Is 45 Too Old For Donor Eggs? By Marna Gatlin
“You’re kidding, right? Don’t you think you are a little old to be having a baby at your age?” is an accusation often heard by many mothers who become egg donor recipients after 45.
Marna Gatlin, Founder of non-profit group Parents Via Egg Donation (PVED) in Oregon, reports that—once people learn that a toddler or youngster is not, in fact, a grandchild, but the child of a woman who has reached her 50s—reactions can be hurtful.
Now 47 and working on an MA in Science, Gatlin had a son via IVF egg donation when she was 38 and believes that society is too quick to “point the finger” and judge women who have a child at 45 or older.
“The majority of the public are okay with women having children up until age 45 – after that, we begin to hear negative comments such as ‘Have you lost your mind?’” says Gatlin.
“I know that older women—especially those over 50—are judged more often when they choose to carry a pregnancy.”
“Society tends to cheer on over-40 women who adopt because they are giving a child a chance for a better life,” she continues, “but it’s utterly ridiculous that those who choose to carry a child are often looked down upon.”
According to Gatlin, PVED has many member mothers who are having their first child after 40 and that the age range runs as high as 58.
“The oldest mom we have right now is a 65 year old mom who had her child when she was 55,” she says. “I can remember that raised a few eyebrows!”
She says that the mother is in “picture perfect health” and runs regularly with her now ten-year-old daughter who doesn’t see anything unusual in having a mom who is old enough to be her grandmother.
When asked if there should be an age limit for egg donor recipients, Gatlin replies: “That’s a loaded question and I don’t think there’s a quick and easy answer.”
“I know a lot of really healthy 50 year olds who can out-run or exercise some unhealthy 35 year olds,” she says.
Despite this, however, Marna Gatlin admits that, at 47, she would not choose to have another child at her age.
“I probably do think there should be an age limit,” she says, “but I think it’s on a case by case basis”.
“Anytime we plan to bring a child into the world and into our families we need to think about the needs of the child and place them first.”
When it comes to egg donor patients, however, it appears that the clinics tend to see the fertility glass as half full when it comes to age.
“For example, if the recipient mother is 48 and the recipient father is 35, then they tend to view the age of the parent as 35, and vice versa,” says Gatlin.
“Typically, egg donor clinics are far more concerned about single mothers, regardless of their age,” she adds.
However, Gatlin suggests that our culture is steeped in outdated stereotypes of what women should be doing at different seasons of their lives—a pattern of thinking that is tough to get out of.
“As we approach the age of 50, society thinks we should be shipping our children off to college, not bringing them into the world,” she says.
In fact, there’s almost an ageist taboo against later life motherhood.
“One of the biggest controversies surrounding moms who are 45+ is the age gap between them and their children,” points out Gatlin.
“The reaction is: ‘Oh my goodness, she’s having a baby at 50? Doesn’t she realize she’s going to be 70 when that child is 20?’”
Gatlin is insistent that this measure of whether or not women in their 40s or 50s should have children is a false one.
“No one knows when they are going to die.

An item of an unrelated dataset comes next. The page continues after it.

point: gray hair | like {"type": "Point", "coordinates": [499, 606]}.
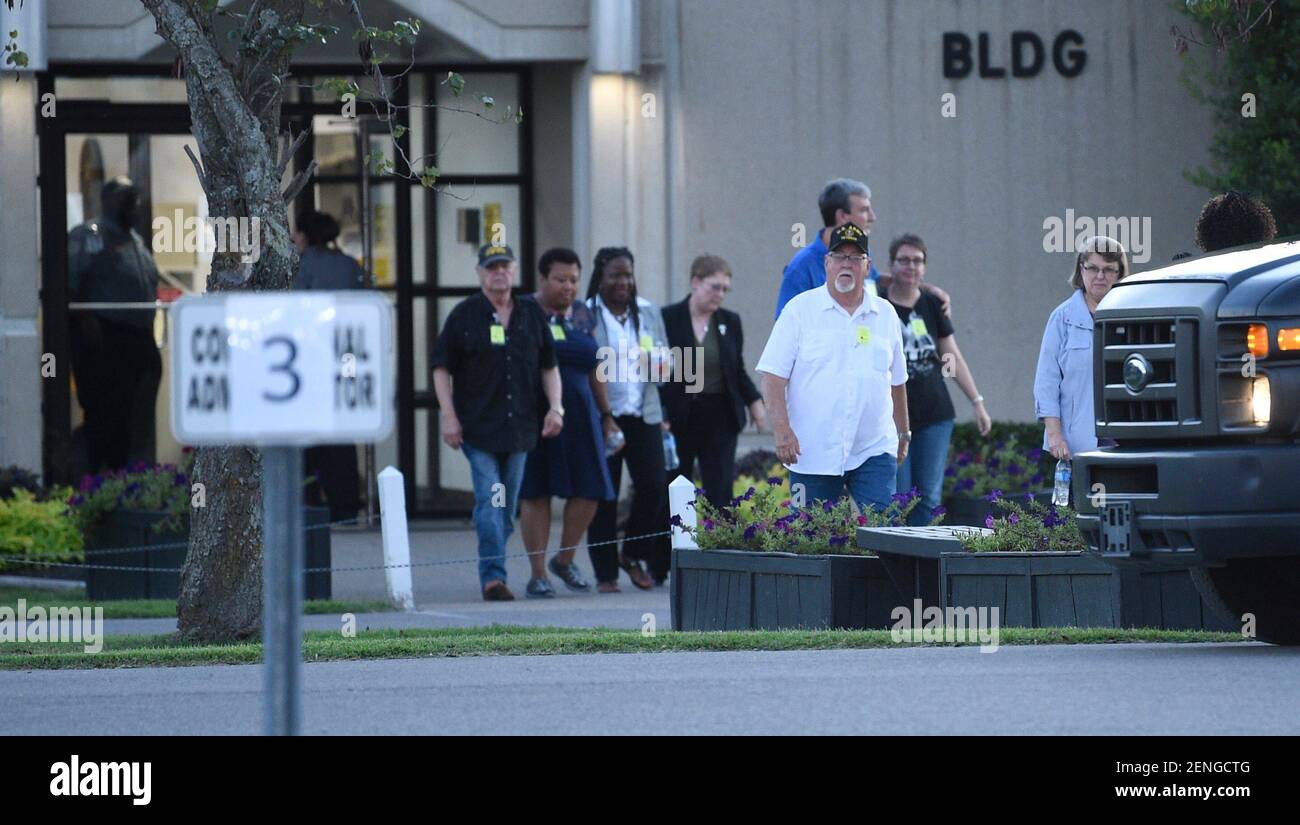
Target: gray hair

Accidents or disease can strike at any time,” warns Gatlin.
“Children are to be raised with love, acceptance, consistency, structure, and integrity – and they should be getting that regardless of the age of their parents.”
“Regardless how old you are, embrace the day, cherish your children and live each day to the fullest as you don’t know if it may be your last.”
Regarding becoming a mother in your 40s or older, Marna Gatlin’s advice is simple and to the point: “Buckle up because you are in for the ride of your life!”